Tak. Właśnie podszedł do mnie Matty.
- Dawno cię nie widziałem.
- Nie było specjalniej okazji.
- Słuchaj, nie myśl, że jestem jakimś przestępcą. Ok, nabroiłem, ale...
- Dobra nie tłumacz się, było minęło. Teraz na pewno będzie lepiej...
- Coś cię gryzie?
- Tak, ale nie chcę o tym mówić.
- Rób jak uważasz, ale...
I w tym momencie zadzwonił dzwonek. Dobrze, że tak się stało, bo nie uśmiechało mi się kontynuowanie tej rozmowy.
W drodze do domu
Wracałam właśnie do domu. Zwykle cieszę się, że skończyłam lekcje, jednak teraz szłam z opuszczoną głową, słuchając piosenek na fulla.

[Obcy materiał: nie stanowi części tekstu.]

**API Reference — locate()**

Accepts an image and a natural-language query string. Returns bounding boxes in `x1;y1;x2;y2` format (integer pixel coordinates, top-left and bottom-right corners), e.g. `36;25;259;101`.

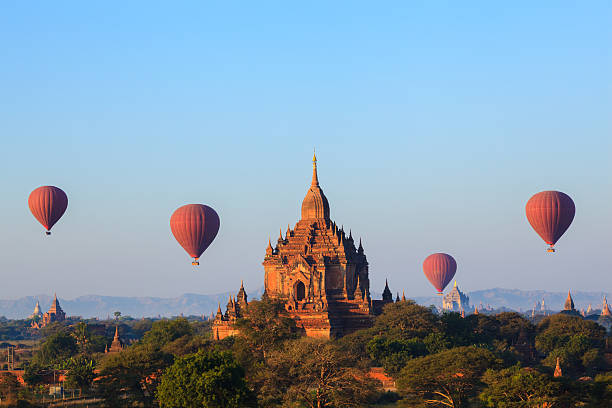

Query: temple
32;295;66;329
213;156;393;339
104;326;123;353
442;281;470;312
561;290;581;316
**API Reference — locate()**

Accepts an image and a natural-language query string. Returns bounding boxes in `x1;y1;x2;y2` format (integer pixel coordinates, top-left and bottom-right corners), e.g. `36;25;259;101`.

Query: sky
0;1;612;298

Nagle poczułam...chodnik...
- O jejku! Nic ci nie jest, przepraszam. Weź mnie za rękę, pomogę ci wstać.
- Nic mi nie jest, ale dzięki.
- Ha, nie ma za co. Raczej powinnaś się wściec, że na ciebie wpadłem.
- Daj spokój. Przecież jeszcze żyję. Bolą mnie plecy, ale to naprawdę nic.
- Czekaj zobaczę, czy nie masz jakiejś rany, czy coś...-zawiesił głos.
- Co? 
- Troszkę...yy..zakrwawiłaś sobie bluzkę. 
- I tak miałam ją przestać nosić.
- Dam ci swoją jak chcesz.
- Nie, nie. Nie ma potrzeby.
- A tak w ogóle jestem Dez. A ty?
- Asia. 
- O faktycznie! Nie poznałem cię! Wybacz!
- Haha, dleczego cały czas mnie przepraszasz?
- Bo niezbyt lubię wpadki itp. Odprowadzić cię do domu?
- Jak tak bardzo chcesz...
Miły. Na serio! Jest bardzo fajny. Może znalazłam jakąś nową przyjaźń...Na pewno nie zamierzam stracić tego kontaktu. Zawsze fajnie trzymać się takich ludzi. Dzięki niemu nareszcie się dziś uśmiechnęłam, mimo tego, że ból pleców nie mija.
Kiedy znaleźliśmy się pod drzwiami, wymieniliśmy się numerami, a Dez przytulił mnie na pożegnanie. Zna mnie, a nie wie, że mam chłopaka? Ale w sumie taki przytulas nic nie znaczy, a zawsze to jakieś pocieszenie! Weszłam wesoła do domu, ale tam już znowu straciłam humor...
- Asiu, usiądź tu, porozmawiamy...- powiedziała mama ze łzami w oczach, przytulając mnie - musimy ci wreszcie powiedzieć, co się stało.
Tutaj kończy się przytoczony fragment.